COMM0014 Blog Post 2 – Know your audience — the reality of code-switching

Code-switching in its broadest definition is the practice of shifting the language you use or the way you express yourself depending on your audience or environment. This shift may be conscious (e.g., how we speak during a formal business presentation) or unconscious (e.g., the language we lapse into around our old childhood friends).

Code-switching happens all the time and is practised by virtually everyone, but what is particularly interesting to me is the way that race, ethnicity and culture influence how we speak in different situations. A wonderful example of almost seamless and adept use of the practice is the well-documented (and well-parodied by comic team Key and Peele) code-switching of US President Barack Obama. In the case of President Obama and many other African Americans, the ability to code-switch is a matter of necessity, the reason for which is best articulated by Dr. Oscar J. Harp III

Ebonics (a blend of ebony and phonics), a term coined by black psychologist, Dr. Robert Williams, was theoretically developed out of a need for African captives during the transatlantic slave trade to communicate among themselves. Although it’s successfully used in American advertisement, it is repeatedly disdained by educators who admonish black students for its use in the school setting.

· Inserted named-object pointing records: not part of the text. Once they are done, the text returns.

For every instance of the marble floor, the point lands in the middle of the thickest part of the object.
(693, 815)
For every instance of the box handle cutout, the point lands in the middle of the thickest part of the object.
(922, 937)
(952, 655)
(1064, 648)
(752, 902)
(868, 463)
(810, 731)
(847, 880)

There is a misconception throughout the United States and Canada that there is one acceptable form of the English language, and any deviation away from this accepted standard is viewed with disdain, if not outright distrust. Even though we all engage in code-switching to varying degrees, a fairly homogenous majority has taken it upon themselves to decide that their code wins in arenas such as politics, business and education. Perhaps it can be argued that a standardized language assists effective communication between groups. However, similar to the apocryphal Anglophone tourist abroad who insists everyone speak English, little effort is made for the winning code to more faithfully reflect all of the parties using it.


Thus, I would argue that story-telling alone is not what defines the human experience.
A willingness to listen to the stories of others shows a willingness to learn from lived experiences outside of our own, and insisting on a shift to a standard language leaves so very much lost in translation.